Baisée par mon Beau-Père à Mimizan : Liberté et Sexe Brut en Vacances
Le sable encore chaud sous nos pieds nus. Le bruit des vagues qui clapotent, rythmé par le ronronnement lointain des moteurs de bateaux. On marche vers ce petit resto en bord de plage, en maillot. Mon bikini noir trop petit écrase mes seins lourds, les tétons durs comme des cailloux percent le tissu fin. Étienne à côté, son paquet monstrueux ballotte dans son short. Ses yeux dévorent mes cuisses, ma raie qui dépasse. Je sens l’air salé piquer ma peau rougie par le soleil. Loin de Metz, de Pierre, de ma vie étriquée. Ici, je suis Anonyme. Libre. Prête à tout.
On s’assoit à une table éclairée par des guirlandes tamisées. La lumière orangée danse sur nos corps luisants de crème et de sueur. Un verre de rosé frais coule dans ma gorge, pétille sur ma langue. On rit. Il parle de la mer, de la vie qui file. Sa main effleure ma cuisse sous la table. Pas par accident. Je ne recule pas. Mon cœur cogne. Ma chatte palpite déjà, trempée sous le string. Je revois sa voix au téléphone : “Grosse pute, je vais te déchirer le fion.” Pour Deborah. Pour moi. Il sait que j’ai entendu ? Son regard me transperce. “T’es toute rouge, ma belle.” Sa voix rauque. Je rougis plus. L’alcool monte. La musique lounge pulse doucement. Personne ne nous connaît. Une parenthèse. Je glisse ma main sur son genou. Il bande dur. Énorme. Contre ma paume.

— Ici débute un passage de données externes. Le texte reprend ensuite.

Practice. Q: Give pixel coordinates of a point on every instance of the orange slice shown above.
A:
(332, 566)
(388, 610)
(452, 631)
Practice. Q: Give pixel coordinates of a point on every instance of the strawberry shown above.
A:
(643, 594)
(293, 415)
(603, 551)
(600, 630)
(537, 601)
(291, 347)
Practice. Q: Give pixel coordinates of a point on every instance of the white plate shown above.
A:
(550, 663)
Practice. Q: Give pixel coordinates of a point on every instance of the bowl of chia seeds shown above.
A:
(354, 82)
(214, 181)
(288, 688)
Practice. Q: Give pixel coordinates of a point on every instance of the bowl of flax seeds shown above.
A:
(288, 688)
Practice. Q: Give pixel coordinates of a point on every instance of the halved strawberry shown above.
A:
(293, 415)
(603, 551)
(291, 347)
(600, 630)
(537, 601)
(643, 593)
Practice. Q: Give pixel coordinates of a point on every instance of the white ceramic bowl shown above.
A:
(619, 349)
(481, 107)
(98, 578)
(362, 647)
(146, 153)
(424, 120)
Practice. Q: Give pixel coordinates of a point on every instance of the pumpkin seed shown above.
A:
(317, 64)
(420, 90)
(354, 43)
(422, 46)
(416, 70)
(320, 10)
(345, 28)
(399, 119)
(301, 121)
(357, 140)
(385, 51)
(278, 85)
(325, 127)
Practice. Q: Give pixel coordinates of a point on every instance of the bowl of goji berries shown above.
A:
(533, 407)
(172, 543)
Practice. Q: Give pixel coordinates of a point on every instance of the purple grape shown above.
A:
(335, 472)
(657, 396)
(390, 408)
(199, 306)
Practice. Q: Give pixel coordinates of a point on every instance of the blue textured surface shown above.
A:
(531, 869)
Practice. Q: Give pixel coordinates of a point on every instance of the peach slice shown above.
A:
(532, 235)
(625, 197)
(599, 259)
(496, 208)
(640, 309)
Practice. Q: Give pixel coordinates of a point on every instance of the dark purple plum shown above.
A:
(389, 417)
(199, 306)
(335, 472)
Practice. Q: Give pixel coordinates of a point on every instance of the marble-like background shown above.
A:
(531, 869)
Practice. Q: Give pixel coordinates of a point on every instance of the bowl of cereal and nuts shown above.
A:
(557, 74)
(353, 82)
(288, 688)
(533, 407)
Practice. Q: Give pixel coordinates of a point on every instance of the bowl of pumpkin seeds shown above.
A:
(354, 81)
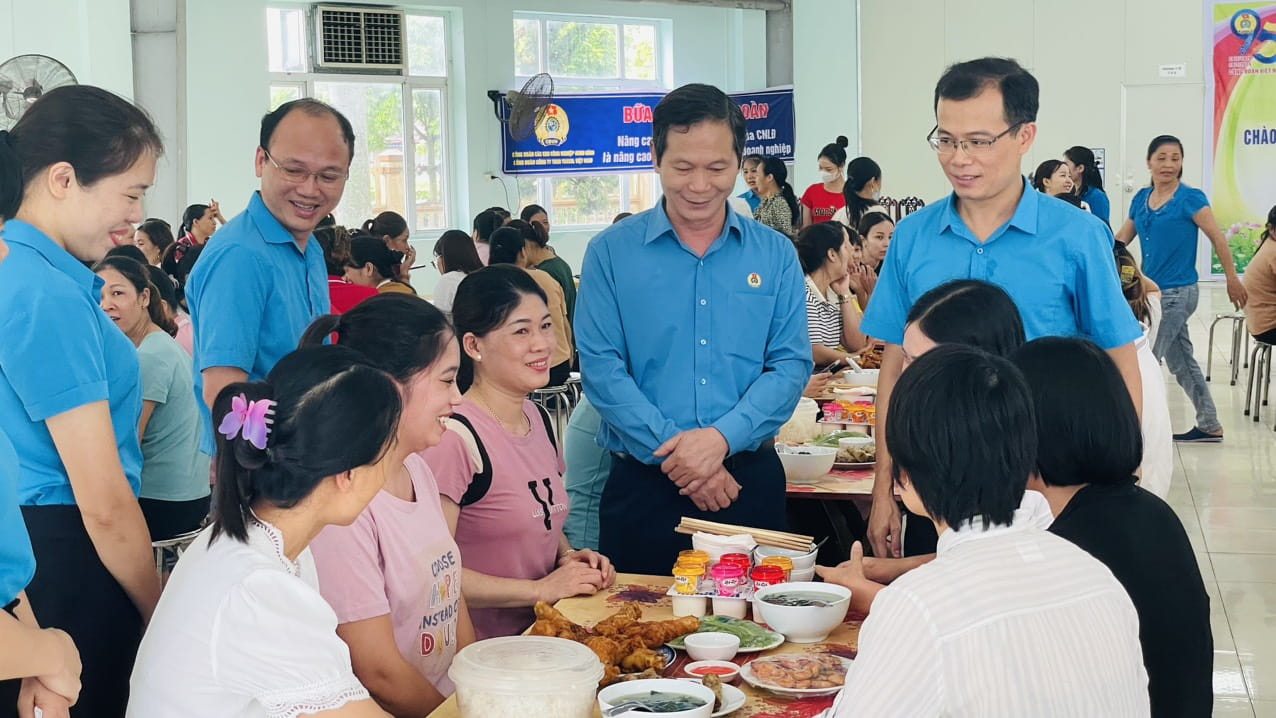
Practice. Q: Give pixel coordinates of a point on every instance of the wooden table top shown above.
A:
(648, 592)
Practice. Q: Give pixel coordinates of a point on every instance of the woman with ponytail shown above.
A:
(174, 495)
(500, 468)
(398, 561)
(241, 629)
(73, 171)
(778, 207)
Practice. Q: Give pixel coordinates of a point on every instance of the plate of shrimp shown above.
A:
(798, 674)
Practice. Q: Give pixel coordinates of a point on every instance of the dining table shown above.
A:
(650, 594)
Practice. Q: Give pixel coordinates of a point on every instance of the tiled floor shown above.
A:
(1226, 496)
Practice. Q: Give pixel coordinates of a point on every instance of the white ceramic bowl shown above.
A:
(726, 677)
(865, 378)
(805, 463)
(803, 560)
(613, 694)
(711, 645)
(804, 624)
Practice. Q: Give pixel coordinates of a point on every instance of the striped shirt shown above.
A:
(1006, 621)
(823, 318)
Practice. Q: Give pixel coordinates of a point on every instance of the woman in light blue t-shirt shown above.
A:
(174, 472)
(1168, 216)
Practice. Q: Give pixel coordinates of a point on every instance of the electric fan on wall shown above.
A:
(526, 106)
(24, 79)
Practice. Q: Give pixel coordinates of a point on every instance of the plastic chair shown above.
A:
(1260, 378)
(1239, 344)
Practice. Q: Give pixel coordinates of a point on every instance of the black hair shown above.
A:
(775, 167)
(1161, 140)
(313, 107)
(816, 241)
(100, 134)
(971, 313)
(531, 211)
(319, 393)
(135, 273)
(1090, 175)
(1020, 89)
(371, 250)
(859, 172)
(488, 222)
(690, 105)
(484, 301)
(962, 427)
(457, 251)
(531, 231)
(385, 225)
(1044, 172)
(1087, 427)
(505, 244)
(190, 216)
(836, 151)
(130, 251)
(334, 241)
(400, 334)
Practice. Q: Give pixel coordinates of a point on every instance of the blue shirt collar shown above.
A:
(272, 231)
(1025, 217)
(659, 225)
(19, 232)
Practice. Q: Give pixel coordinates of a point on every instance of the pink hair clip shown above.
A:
(252, 420)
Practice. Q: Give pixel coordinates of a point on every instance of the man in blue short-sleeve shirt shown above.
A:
(1053, 259)
(692, 329)
(262, 281)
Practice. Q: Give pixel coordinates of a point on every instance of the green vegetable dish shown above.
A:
(752, 635)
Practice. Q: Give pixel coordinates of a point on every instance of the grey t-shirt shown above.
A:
(172, 467)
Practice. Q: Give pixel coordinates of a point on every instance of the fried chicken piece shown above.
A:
(655, 634)
(615, 624)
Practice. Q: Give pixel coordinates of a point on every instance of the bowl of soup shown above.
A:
(669, 698)
(803, 611)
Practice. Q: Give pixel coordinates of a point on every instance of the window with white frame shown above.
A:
(401, 158)
(590, 54)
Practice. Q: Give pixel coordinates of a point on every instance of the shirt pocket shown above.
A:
(745, 336)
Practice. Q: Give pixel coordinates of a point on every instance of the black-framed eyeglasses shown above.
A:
(296, 175)
(946, 146)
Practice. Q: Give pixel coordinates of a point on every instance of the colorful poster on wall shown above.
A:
(611, 133)
(1240, 121)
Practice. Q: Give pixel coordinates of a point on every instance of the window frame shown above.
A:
(407, 83)
(628, 179)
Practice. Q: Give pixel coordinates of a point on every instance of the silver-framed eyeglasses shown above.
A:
(946, 146)
(296, 175)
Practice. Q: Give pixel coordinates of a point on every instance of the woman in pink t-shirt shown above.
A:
(499, 469)
(393, 577)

L’Approche : Tension au Bord de la Plage
On commande des fruits de mer. Huîtres glissantes, chair salée qui fond. Comme ce qui va suivre. Ses doigts rugueux remontent, frôlent mon entrejambe. Je mords ma lèvre. “Étienne…” Murmure. Il sourit, prédateur. “T’en as envie, hein ? Ta chatte dégouline.” Direct. Cru. Comme mes fantasmes. Je hoche la tête. On paye. On s’éloigne dans le noir, vers les dunes. Le vent frais sur mes seins nus – j’ai viré le haut. Ses mains m’attrapent, me plaquent contre lui. Sa queue pulse contre mon ventre. “Salope, t’es à moi ce soir.”
L’Explosion : Baise Sans Retenue
Il me jette sur le sable. Froid, granuleux sous mes fesses. La lune éclaire nos corps. Il arrache mon bas. Ma chatte poilue s’ouvre, luisante. “Putain, regarde-moi ça. Trempée pour papa.” Il sort sa bête. Épaisse, veinée, tête pourpre. Plus de 20 cm. Je halète. Il me fourre en bouche. Goût de sel, de mâle. Je suce, bave, gorge profonde. Il grogne : “Avale, Deborah. Comme ta mère.” Rage jalouse. Mais j’encule sa queue plus fort. Il me retourne. Levrette. Sable dans les genoux. Il claque mes fesses. Rouge vif. “Ouvre ton cul, pute.” Crachat sur mon trou. Doigt qui fouille. J’hurle : “Baise-moi ! Défonce-moi !” Il enfonce. Lent. Épais. Me remplit. Déchire. Douleur-plaisir. Vagues cognent en fond. Il pilonne. Brut. Hanches claquent. “Ta chatte serre ma queue. T’es faite pour ça.” Je jouis. Giclée. Tremblements. Il continue. Me retourne. Missionnaire. Jambes sur épaules. Plus profond. Seins ballottent. Il pince tétons. Mord cou. “Je vais te remplir, salope.” Cris perdus dans le bruit de la mer. Ville endormie au loin. Il explose. Sperme chaud, abondant. Inonde ma chatte.
On reste là, essoufflés. Sa queue ramollit en moi. Il se retire. File blanc sur cuisses. Je souris. Anonyme. Satisfaite. On rentre. Voiture ronronne. Silence complice. À la maison, je boucle ma valise. Demain, shopping à Bordeaux. Mais cette nuit ? Effacée. Je repars. Étrangère. Il me regarde dormir. Moi, je sais : plus de traces. Juste le sel sur ma peau, le frisson dans mes reins. Mimizan s’efface derrière. Vers d’autres routes. D’autres queues.